The next clips show the men taking turns posing at the corner of Haight-Ashbury in San Francisco. There are scenes from inside a van where they were sleeping.

"This is our casa for the moment. This is our crib. Water, all the basics," Nayeri says. "Friday night in San Francisco, a special Friday night in San Francisco."

A marijuana pipe is flashed. They hold up a bottle of Jack Daniels.

The men led authorities on a week-long manhunt before they were recaptured.

The video does not show their recapture. Instead, Nayeri narrates the final two minutes of the edited video.

"We scared a lot of people and caused a lot of anxiety and fear and at the end of the day I can't say I feel good about that.
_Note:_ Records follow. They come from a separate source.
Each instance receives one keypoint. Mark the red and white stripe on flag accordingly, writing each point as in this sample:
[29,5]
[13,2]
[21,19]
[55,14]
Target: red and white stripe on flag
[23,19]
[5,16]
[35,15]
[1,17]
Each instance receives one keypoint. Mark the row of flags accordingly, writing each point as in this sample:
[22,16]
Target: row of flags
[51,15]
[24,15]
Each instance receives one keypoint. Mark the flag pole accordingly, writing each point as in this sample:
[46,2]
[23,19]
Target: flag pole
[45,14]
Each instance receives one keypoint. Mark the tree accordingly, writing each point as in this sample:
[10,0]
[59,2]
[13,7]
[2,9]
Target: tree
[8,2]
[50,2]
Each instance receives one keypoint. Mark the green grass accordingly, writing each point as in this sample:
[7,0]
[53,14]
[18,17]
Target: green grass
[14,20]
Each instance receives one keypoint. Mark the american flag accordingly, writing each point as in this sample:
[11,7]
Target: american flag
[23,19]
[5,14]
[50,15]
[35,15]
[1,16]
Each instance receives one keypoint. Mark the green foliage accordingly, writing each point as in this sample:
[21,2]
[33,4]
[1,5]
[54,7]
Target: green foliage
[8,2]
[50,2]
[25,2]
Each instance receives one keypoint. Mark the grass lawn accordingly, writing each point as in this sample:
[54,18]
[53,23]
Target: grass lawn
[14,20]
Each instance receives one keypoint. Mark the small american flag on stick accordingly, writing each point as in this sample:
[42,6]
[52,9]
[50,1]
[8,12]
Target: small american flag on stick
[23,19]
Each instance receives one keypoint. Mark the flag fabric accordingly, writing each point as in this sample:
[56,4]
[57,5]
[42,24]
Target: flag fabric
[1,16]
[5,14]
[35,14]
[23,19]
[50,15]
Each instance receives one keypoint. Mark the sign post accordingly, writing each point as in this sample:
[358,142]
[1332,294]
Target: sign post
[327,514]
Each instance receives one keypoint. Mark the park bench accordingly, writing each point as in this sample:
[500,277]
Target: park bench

I can't."

In another section, Nayeri refers to Long Ma, the taxi driver they are charged with kidnapping, and who drove them north.

"This man is truly a hero," Nayeri says. "He just radiated this calm fatherly presence."

Photos show Ma with Tieu on a beach, appearing to pose for the camera.

Nayeri's lawyer, Salvatore Ciulla, did not respond to questions about why he was releasing the video, when the voiceover was recorded and who edited the recordings.

Lieutenant Lane Lagaret, an Orange County Sheriff's Department spokesman, has said the department would not comment on a video that "seeks to make light of criminal actions".

The Orange County district attorney's office said it would be inappropriate to comment on the video because the case is in litigation.

Stan Goldman, a criminal law professor at Loyola Law School, said legal questions could be raised as to whether the inmates could sell the footage or the rights to a film under California's so-called "Son of Sam" law, which allows victims to sue if those convicted of serious crimes profit from their criminal acts, he said.